Hardy's poem has six seven-line stanzas. In the first stanza, the speaker asks the woman why she never hinted that she would be leaving at dawn forever:

Why did you give no hint that night


That quickly after the morrow's dawn,

And calmly, as if indifferent quite,

You would close your term here, up and be gone...

The second stanza laments that she never spoke to him before she left. He woke to the dawn with no idea that she had left. As he saw the sun rise, he had no inkling that she was gone—and in going, she changed everything for him, forever.

…while I


Saw morning harden upon the wall,


Unmoved, unknowing


That your great going


Had place that moment, and altered all.

The third stanza reflects the love he still has for the woman. He sees a figure where she used to spend time, where they spent time together, and he thinks for a moment—for a breath—that it is she. When he realizes it is not, it is as if the devastation is new all over again, and he is left sickened for the depth of his wanting her.

At the end of the alley of bending boughs

Where so often at dusk you used to be;

Till in darkening dankness

The yawning blankness

Of the perspective sickens me!

In the following stanza, the speaker recalls the places they went together...to the "red-veined rocks far West..." and "the beetling Beeny Crest." Their time together, for him, was special—seeing her ("the swan-necked one") and enjoying not only the places, but also the company. It still holds sway over him:

While Life unrolled us its very best.

In the next stanza, the speaker recalls the falling apart of the relationship. They stopped speaking, they forgot the special days they spent together, and they neglected to try to recapture what they had:

We might have said,

"In this bright spring weather

We'll visit together

Those places that once we visited."

The use of "might have" is a clear indication that they did not, and this reflects a sense of regret on the speaker's part.

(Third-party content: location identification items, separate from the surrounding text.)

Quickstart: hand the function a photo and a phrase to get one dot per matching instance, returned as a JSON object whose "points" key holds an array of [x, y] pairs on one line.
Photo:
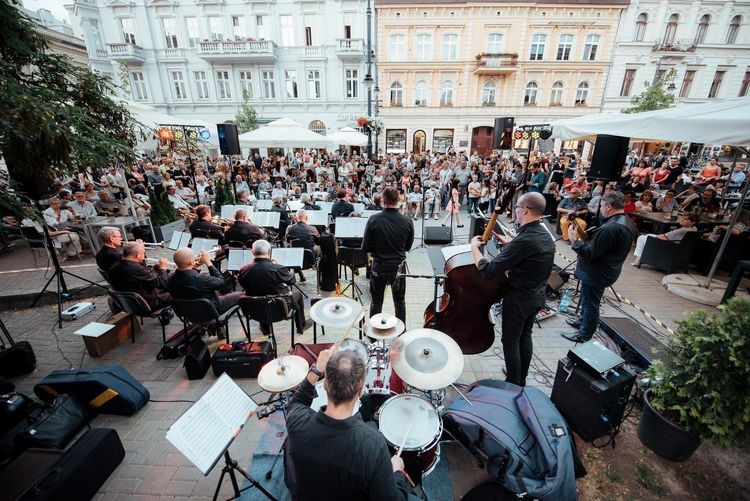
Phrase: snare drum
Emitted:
{"points": [[422, 448]]}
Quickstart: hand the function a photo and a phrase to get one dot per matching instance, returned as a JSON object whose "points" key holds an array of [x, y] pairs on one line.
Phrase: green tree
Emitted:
{"points": [[654, 97], [246, 118]]}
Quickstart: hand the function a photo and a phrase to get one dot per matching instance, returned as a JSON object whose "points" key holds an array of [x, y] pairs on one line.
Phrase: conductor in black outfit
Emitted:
{"points": [[527, 260], [332, 453], [388, 236]]}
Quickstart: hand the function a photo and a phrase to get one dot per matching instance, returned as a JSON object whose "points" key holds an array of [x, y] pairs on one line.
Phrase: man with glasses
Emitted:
{"points": [[527, 261]]}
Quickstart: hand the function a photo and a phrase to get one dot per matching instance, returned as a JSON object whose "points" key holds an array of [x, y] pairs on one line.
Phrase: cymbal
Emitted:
{"points": [[384, 326], [336, 312], [283, 374], [427, 359]]}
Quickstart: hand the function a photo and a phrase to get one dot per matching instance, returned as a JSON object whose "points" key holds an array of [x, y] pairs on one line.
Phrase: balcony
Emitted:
{"points": [[352, 49], [126, 52], [496, 64], [252, 51]]}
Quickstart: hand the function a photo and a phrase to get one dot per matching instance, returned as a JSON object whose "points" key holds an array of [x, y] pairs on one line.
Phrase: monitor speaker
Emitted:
{"points": [[609, 157], [229, 141]]}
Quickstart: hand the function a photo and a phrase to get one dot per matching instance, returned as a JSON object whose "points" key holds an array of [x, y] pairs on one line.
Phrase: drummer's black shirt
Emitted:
{"points": [[328, 458]]}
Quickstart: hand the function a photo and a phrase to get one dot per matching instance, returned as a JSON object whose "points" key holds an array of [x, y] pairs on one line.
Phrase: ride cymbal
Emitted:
{"points": [[427, 359]]}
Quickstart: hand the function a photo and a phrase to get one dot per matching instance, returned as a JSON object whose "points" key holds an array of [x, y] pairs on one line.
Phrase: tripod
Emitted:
{"points": [[62, 288]]}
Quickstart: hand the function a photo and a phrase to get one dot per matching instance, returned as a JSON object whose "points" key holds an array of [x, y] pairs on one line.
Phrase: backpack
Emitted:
{"points": [[520, 436]]}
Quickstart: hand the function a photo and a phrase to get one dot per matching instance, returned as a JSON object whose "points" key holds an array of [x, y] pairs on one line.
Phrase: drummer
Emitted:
{"points": [[332, 453]]}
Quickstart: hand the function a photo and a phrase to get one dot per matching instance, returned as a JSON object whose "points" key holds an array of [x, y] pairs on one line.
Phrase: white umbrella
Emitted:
{"points": [[283, 133]]}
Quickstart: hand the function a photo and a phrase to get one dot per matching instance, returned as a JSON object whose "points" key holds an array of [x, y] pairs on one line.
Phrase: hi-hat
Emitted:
{"points": [[384, 326], [427, 359], [283, 374], [336, 312]]}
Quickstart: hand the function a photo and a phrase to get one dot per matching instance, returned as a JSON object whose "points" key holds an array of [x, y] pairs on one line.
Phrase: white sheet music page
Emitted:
{"points": [[205, 430]]}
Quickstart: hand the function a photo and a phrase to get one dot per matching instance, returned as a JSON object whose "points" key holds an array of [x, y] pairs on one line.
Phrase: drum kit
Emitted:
{"points": [[424, 362]]}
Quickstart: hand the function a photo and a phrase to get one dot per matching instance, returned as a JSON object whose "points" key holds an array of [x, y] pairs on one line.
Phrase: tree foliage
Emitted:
{"points": [[654, 97]]}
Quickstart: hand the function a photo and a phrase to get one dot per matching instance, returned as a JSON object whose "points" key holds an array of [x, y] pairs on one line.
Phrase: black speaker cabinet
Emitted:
{"points": [[592, 405], [609, 157], [229, 141]]}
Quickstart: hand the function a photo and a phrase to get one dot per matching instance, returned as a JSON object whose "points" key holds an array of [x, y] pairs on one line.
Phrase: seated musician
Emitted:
{"points": [[242, 231], [335, 447], [264, 277], [130, 275]]}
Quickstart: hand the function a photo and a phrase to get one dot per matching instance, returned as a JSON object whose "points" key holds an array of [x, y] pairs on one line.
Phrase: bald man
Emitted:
{"points": [[527, 262]]}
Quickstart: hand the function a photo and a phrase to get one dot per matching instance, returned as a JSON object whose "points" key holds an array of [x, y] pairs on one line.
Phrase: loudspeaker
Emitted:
{"points": [[502, 134], [592, 405], [229, 141], [609, 157], [439, 235]]}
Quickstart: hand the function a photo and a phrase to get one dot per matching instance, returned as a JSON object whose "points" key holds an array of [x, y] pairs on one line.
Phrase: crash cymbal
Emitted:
{"points": [[283, 374], [427, 359], [384, 326], [336, 312]]}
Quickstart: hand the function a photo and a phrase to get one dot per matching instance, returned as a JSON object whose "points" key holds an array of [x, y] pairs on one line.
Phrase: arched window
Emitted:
{"points": [[529, 97], [671, 30], [488, 94], [582, 94], [397, 94], [700, 34], [640, 27]]}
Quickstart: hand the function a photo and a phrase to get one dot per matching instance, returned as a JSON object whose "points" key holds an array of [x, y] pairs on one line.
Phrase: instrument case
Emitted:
{"points": [[109, 389], [242, 360]]}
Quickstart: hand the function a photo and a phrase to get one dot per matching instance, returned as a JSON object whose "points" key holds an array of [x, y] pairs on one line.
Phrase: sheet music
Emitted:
{"points": [[206, 429]]}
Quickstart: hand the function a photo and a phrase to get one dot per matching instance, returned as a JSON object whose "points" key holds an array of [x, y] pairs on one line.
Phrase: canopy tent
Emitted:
{"points": [[716, 122], [283, 133], [347, 136]]}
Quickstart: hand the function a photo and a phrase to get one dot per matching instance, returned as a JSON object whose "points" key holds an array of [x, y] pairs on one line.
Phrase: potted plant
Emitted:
{"points": [[701, 393]]}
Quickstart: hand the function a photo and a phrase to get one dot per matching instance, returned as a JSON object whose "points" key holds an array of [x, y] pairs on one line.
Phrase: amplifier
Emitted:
{"points": [[593, 405]]}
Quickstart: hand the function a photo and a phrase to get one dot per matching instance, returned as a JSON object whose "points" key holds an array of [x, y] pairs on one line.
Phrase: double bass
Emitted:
{"points": [[463, 309]]}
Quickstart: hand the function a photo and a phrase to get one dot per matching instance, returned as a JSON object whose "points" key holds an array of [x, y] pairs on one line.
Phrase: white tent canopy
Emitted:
{"points": [[716, 122], [283, 133]]}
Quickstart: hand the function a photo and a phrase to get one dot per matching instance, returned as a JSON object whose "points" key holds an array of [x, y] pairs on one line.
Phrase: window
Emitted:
{"points": [[627, 83], [287, 30], [128, 30], [734, 28], [537, 47], [138, 86], [313, 84], [397, 48], [223, 85], [446, 93], [215, 29], [350, 77], [718, 77], [246, 84], [424, 48], [269, 86], [700, 35], [556, 96], [290, 84], [671, 30], [494, 43], [201, 84], [170, 32], [687, 82], [488, 94], [420, 94], [529, 96], [178, 84], [564, 47], [450, 48], [590, 48], [238, 28], [640, 28], [193, 31], [582, 94]]}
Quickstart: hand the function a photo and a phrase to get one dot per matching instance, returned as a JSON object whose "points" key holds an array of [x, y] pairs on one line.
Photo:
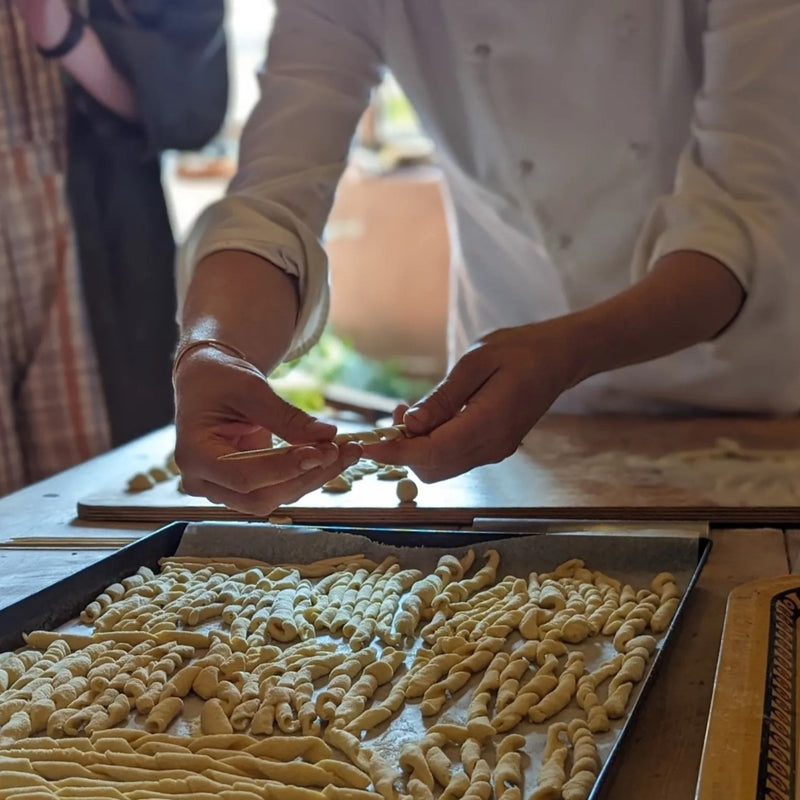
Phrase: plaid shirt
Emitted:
{"points": [[52, 413]]}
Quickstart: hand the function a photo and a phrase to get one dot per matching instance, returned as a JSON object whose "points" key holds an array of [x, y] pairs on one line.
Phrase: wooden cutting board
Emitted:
{"points": [[751, 748], [572, 467]]}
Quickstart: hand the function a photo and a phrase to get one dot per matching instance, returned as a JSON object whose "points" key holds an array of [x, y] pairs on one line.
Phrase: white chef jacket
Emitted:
{"points": [[581, 141]]}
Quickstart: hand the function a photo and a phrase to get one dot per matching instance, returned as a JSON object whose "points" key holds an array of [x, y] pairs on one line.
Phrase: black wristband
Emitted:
{"points": [[71, 38]]}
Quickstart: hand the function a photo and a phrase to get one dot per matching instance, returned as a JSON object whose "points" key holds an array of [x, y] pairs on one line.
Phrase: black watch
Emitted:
{"points": [[70, 40]]}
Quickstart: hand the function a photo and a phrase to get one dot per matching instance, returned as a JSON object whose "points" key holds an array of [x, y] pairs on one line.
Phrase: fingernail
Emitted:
{"points": [[323, 430], [418, 414]]}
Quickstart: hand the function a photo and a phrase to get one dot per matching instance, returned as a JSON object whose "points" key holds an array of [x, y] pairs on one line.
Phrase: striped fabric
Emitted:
{"points": [[52, 413]]}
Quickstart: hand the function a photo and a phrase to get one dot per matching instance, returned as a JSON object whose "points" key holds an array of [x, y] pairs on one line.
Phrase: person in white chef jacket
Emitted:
{"points": [[625, 179]]}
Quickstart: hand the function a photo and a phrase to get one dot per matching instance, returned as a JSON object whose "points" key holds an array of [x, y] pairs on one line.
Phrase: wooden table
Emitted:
{"points": [[660, 762]]}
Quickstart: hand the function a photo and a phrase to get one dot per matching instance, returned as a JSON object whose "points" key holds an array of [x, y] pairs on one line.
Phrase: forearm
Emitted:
{"points": [[87, 62], [244, 301], [686, 299]]}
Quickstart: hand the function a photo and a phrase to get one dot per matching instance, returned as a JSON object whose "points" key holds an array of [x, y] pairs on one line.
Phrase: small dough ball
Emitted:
{"points": [[159, 474], [391, 473], [140, 482], [338, 484], [406, 490]]}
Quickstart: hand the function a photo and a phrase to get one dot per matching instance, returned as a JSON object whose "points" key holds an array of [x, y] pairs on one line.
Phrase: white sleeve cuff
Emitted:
{"points": [[254, 226]]}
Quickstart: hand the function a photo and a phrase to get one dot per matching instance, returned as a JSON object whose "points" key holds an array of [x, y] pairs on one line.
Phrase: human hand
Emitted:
{"points": [[47, 20], [483, 409], [224, 404]]}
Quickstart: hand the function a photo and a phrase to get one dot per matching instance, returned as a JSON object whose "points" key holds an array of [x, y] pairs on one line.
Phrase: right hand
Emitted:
{"points": [[224, 404]]}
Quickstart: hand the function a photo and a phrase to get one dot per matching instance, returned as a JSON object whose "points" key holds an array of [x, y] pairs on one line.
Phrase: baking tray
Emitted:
{"points": [[62, 602], [755, 702]]}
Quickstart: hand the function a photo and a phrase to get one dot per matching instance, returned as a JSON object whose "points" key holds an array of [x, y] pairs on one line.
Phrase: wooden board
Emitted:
{"points": [[752, 745], [562, 472]]}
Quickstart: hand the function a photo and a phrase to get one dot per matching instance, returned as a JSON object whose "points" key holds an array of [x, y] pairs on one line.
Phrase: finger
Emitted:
{"points": [[263, 501], [398, 413], [264, 407], [476, 435], [200, 462], [448, 398]]}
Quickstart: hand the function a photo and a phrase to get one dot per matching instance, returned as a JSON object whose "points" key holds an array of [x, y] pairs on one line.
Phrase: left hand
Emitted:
{"points": [[492, 397]]}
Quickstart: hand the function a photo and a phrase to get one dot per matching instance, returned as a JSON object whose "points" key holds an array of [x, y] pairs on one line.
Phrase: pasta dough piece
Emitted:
{"points": [[585, 762], [507, 777], [140, 482], [163, 713], [213, 718], [553, 774], [586, 694], [340, 483], [480, 787], [559, 698], [407, 490], [540, 685]]}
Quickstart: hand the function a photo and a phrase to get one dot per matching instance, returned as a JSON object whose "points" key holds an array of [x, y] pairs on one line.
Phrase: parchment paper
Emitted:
{"points": [[629, 558]]}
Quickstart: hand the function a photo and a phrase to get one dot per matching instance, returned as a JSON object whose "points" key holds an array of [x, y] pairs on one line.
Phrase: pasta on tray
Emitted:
{"points": [[239, 679]]}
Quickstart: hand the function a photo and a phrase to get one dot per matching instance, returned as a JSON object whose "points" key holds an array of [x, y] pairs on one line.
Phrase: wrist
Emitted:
{"points": [[191, 346]]}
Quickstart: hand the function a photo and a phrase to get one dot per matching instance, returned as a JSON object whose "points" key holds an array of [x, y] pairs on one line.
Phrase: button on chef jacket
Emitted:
{"points": [[581, 141]]}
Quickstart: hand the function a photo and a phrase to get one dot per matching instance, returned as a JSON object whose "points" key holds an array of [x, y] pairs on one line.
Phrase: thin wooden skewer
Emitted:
{"points": [[79, 543], [374, 436]]}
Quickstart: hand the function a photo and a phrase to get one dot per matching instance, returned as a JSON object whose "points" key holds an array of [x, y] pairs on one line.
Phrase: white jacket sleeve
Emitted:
{"points": [[737, 190], [323, 61]]}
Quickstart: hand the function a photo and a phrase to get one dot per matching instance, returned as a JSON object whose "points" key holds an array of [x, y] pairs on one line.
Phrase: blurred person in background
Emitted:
{"points": [[625, 182], [53, 412], [173, 55]]}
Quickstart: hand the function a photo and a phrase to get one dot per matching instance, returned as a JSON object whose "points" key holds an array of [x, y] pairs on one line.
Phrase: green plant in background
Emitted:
{"points": [[333, 360]]}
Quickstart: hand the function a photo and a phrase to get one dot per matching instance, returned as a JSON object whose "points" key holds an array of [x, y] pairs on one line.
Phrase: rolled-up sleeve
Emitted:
{"points": [[322, 63], [737, 189]]}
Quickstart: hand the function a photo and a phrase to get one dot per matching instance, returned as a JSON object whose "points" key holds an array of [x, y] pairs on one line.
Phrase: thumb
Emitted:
{"points": [[446, 400], [272, 412]]}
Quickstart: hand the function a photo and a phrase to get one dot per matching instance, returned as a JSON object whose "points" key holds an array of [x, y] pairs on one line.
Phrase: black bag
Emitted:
{"points": [[173, 53]]}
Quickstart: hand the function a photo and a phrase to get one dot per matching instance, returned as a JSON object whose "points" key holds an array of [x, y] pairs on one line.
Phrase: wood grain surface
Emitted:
{"points": [[754, 709], [559, 473], [662, 758]]}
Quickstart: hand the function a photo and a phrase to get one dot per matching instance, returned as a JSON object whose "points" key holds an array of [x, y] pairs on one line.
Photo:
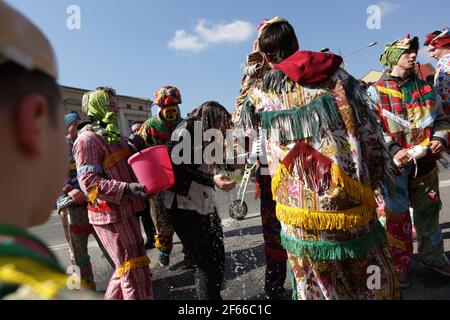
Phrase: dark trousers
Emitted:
{"points": [[202, 236], [276, 255], [147, 222]]}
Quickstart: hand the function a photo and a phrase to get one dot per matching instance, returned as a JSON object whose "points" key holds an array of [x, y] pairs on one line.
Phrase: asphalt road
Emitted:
{"points": [[245, 262]]}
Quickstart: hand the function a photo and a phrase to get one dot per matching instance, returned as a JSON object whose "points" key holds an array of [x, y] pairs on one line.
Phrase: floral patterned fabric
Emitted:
{"points": [[319, 142], [442, 82]]}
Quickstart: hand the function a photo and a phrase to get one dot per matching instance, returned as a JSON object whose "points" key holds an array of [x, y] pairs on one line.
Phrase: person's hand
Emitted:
{"points": [[137, 142], [402, 157], [436, 147], [137, 190], [77, 196], [224, 182]]}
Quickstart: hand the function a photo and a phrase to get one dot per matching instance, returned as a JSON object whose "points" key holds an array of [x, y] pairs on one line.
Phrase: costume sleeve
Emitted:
{"points": [[391, 144], [90, 174], [441, 124]]}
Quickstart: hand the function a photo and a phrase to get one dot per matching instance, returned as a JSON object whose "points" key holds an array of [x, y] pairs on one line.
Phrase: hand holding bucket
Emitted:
{"points": [[153, 169]]}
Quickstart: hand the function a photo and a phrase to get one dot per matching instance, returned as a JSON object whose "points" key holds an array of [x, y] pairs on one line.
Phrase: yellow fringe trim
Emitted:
{"points": [[325, 220], [26, 272], [424, 179], [115, 157], [138, 262], [395, 242], [72, 166], [276, 179], [92, 194], [391, 92], [353, 188]]}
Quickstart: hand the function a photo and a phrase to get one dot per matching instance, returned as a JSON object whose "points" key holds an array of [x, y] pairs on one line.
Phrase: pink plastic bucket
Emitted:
{"points": [[153, 169]]}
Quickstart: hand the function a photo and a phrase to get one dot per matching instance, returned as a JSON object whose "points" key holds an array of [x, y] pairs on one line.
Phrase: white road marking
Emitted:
{"points": [[444, 184], [228, 221]]}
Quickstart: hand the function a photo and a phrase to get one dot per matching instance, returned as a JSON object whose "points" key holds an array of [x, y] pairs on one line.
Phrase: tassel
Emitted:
{"points": [[139, 262], [335, 250], [353, 188], [325, 220], [276, 179], [301, 123]]}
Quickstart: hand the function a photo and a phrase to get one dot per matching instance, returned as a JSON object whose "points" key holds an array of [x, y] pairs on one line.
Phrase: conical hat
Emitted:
{"points": [[23, 43]]}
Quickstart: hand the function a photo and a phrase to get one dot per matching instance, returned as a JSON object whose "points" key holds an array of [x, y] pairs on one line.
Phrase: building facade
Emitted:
{"points": [[130, 108]]}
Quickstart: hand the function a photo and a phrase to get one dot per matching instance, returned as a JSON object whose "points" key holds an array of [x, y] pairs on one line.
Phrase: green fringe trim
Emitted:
{"points": [[81, 262], [335, 250], [293, 282], [305, 122]]}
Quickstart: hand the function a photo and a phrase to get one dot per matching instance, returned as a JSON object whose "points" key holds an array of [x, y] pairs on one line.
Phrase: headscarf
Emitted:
{"points": [[266, 23], [96, 105], [71, 117], [167, 96], [394, 50], [439, 38], [212, 115]]}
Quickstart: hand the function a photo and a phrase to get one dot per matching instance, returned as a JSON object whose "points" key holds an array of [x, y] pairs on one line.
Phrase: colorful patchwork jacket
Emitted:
{"points": [[326, 155], [156, 131], [409, 112], [72, 181], [442, 82], [103, 173], [30, 271]]}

The last stanza provides closure for the poem and the speaker: what is done is done; the past is "unchangeable." But for the speaker, it has defined his existence every day since she left that morning:

I seem but a dead man held on end

To sink down soon…

He notes that she could never have known that by leaving, what no one could foresee, what she...

...would undo me so!

This is a poem of lament, of sorrow...for what was, and what was lost and can never be again.